StarKiller Daily says: ‘An off-day or the new normal? Are KyloRen’s days on top numbered?’

He clicks on the StarKiller Daily link, and scrolls past the article, down to the video. It’s short, only about 6 minutes long, but the headlines weren’t kidding. While there’s nothing overtly wrong with his playing, ReyOfLight had played Millenia in such a perplexing way that Ben had been unable to predict his actions at all and he’d found himself floundering.

There are six defeat clips from their matches, obviously posted by someone who'd been hanging out in spectator mode, and he looks like an amateur in all of them. Ben, who hadn't given spectator mode much thought until now, suddenly feels extraordinarily angry about the newly released beta feature.

Disgusted, he closes the window, unable to even watch the ending of the final clip much less delve into the comments section to see what people are saying.

This call with Snoke is not going to be fun.

His thumb hovers over the call button next to his manager’s name for a longer time than he would ever be willing to admit to, before he finally forces himself to just nut up and make the call.

Snoke picks up on the fourth ring, because he’s the kind of dick who likes to make people wait.

“Ben, so good of you to call,” he drawls.

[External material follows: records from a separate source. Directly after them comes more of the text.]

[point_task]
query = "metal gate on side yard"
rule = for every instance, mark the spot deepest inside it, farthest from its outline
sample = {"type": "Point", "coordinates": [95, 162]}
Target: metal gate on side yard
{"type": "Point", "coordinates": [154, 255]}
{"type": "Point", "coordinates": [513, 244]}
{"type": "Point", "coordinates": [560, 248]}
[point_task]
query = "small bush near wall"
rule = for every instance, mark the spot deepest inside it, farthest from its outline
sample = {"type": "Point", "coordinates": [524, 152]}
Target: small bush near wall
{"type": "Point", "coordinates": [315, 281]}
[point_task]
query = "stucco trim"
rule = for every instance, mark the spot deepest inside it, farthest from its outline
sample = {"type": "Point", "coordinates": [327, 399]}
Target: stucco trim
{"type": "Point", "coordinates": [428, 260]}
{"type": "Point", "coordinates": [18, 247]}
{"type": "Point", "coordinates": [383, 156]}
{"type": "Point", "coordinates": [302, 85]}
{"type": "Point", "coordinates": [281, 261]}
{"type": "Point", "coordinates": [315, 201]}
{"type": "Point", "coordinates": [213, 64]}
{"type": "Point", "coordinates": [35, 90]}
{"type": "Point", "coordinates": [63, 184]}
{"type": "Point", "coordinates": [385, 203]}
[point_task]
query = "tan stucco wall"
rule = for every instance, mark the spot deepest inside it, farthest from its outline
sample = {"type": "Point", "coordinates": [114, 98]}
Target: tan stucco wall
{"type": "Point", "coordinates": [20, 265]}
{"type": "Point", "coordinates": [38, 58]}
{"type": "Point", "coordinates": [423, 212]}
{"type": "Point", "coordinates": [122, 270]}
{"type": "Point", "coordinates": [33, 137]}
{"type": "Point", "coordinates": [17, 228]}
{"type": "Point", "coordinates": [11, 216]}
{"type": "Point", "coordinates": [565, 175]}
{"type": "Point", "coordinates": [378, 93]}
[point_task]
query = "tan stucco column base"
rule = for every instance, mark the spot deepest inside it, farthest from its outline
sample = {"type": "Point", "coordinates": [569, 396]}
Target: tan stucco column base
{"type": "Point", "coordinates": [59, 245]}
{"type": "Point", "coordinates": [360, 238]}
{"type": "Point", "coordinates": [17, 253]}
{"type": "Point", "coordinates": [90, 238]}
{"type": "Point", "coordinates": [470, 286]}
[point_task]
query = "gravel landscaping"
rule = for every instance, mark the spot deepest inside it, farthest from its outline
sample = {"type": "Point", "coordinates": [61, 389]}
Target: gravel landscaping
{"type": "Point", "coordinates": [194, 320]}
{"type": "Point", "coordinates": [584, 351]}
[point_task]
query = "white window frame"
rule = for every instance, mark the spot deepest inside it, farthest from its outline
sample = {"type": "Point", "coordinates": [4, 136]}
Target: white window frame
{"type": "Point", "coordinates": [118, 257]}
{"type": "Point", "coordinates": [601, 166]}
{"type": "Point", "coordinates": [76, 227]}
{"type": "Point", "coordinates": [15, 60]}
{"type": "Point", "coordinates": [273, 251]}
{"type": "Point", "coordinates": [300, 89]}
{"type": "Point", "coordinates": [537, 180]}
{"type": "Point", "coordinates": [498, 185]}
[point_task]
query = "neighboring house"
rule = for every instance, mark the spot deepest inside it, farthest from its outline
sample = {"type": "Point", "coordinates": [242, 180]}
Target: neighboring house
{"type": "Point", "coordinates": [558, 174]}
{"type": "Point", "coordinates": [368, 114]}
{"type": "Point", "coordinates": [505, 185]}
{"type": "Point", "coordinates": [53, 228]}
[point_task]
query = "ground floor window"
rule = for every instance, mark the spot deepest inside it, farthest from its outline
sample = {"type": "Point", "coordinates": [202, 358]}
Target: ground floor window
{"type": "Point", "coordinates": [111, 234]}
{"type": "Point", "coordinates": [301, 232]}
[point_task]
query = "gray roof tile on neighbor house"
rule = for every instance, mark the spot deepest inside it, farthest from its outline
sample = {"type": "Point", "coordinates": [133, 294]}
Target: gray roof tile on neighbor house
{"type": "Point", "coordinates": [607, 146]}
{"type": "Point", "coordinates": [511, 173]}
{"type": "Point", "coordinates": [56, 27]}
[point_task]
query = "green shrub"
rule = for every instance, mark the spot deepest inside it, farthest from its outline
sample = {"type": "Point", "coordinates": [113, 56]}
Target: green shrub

“You told me to, so I did,” Ben says, forcing himself to hold his temper in check.

“And a good thing too,” Snoke says, “because I’m sure you realize that we have one big problem already and adding any sort of… unpleasantness between us right now would just be… so unfortunate, wouldn’t it?”

Ben grunts an agreement.

“The problem, my young friend, is not that you had some bad matches. It’s that you were personally humiliated in the public eye by a player that no one has even heard of before. Which makes you look bad. Which makes the team look bad. Which makes the sponsors nervous, which we simply cannot have,” Snoke says as though he’s explaining something complicated to a complete idiot.

“So here’s what’s going to happen. We’re going to do some damage control. I’ve already reached out to this ReyOfLight player and we’re going to stage some matches between the two of you, I think prime-time streamed games would be ideal, and you’re going to beat him so thoroughly that no one ever questions your skills again.”

Ben’s hand tightens around his phone.

“Are you telling me to cheat?” He asks, feeling his temper begin to escape from his fragile control.

“I’m telling you to clean up your mess,” Snoke snaps, any veneer of blasé friendliness gone and replaced with cold iron, “You looked like a fool and once again left me to mop up after your mistakes. I will be offering this person a not insignificant amount of money to play in this ridiculous charade, after which he is to disappear from StarKiller forever.”

Ben feels hot rage begin to claw its way out of his throat. Say what you would about his behavior, his record as a player has never been anything but spotless. He’s earned his spot at the top and nobody, not even Snoke, can take that away from him. This whole thing makes him want to vomit.

“What if ReyOfLight won’t do it?” He asks, forcing his voice to hold steady.

“Oh he will,” says Snoke, dismissively. “Everyone has a price and it’s just a matter of finding his. And when I find it, I expect you to play your part so we can all put this ugliness behind us and go forward into the qualifiers without any further… disappointments.”

Ben doesn’t trust himself to speak so he remains silent.

Snoke chuckles – a hoarse, uncomfortable sound, “Well, this has been fun but I have things other than cleaning up after you to see to today so I’ll be back in touch when I hear from ReyOfLight. And I expect you to answer.”

The line goes dead.

It takes a few seconds for Ben to let the phone fall away from his ear. When his hand slides back into his lap, he realizes that it’s shaking.